Aron-Dine said that the proposed rule is “extremely counter-productive in terms of market stability” because it will make coverage in the marketplace less affordable and attractive. This will reduce demand and enrollment, which will undermine stability, she said.

Aron-Dine also co-wrote a report on this provision in the proposed rule for the Center on Budget and Policy Priorities, in which she explains how it would impact the marketplace:

The Trump Administration’s new proposed rule on health care would raise premiums, out-of-pocket costs, or both for millions of moderate-income families. If finalized as proposed, the rule would reduce the amount of health care that marketplace plans have to cover. That would allow individual-market insurers to offer plans with higher deductibles and other out-of-pocket costs than they can now sell through the marketplaces. It would also have the hidden impact of reducing the Affordable Care Act’s (ACA) premium tax credits, which help moderate-income marketplace consumers afford health care. As a result, the rule would force millions of families to choose between higher premiums and worse coverage.

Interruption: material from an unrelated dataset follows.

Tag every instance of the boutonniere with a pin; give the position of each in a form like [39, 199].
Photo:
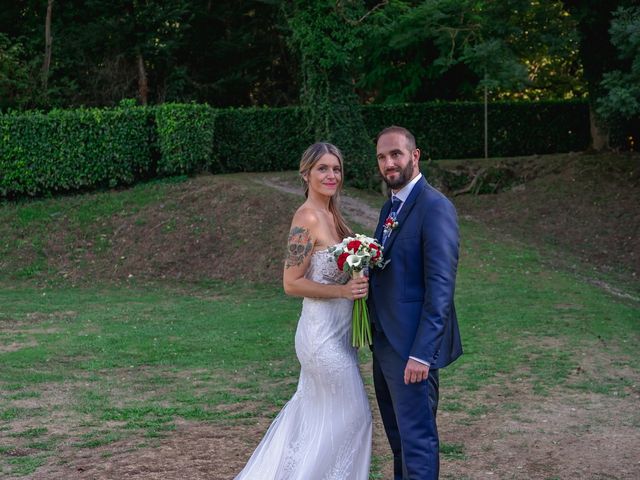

She also said Thursday that the rule comes at a time when other factors are contributing to instability in the marketplace, like uncertainty over Republicans’ plans for Obamacare and the IRS’ recent decision not to automatically reject tax returns if people do not disclose whether they have health insurance.

“It’s described as market stability rule, but it’s happening in the context of this discussion of repeal and delay, which is creating tremendous uncertainty and instability,” Aron-Dine said, adding that the IRS decision is also “destabilizing.”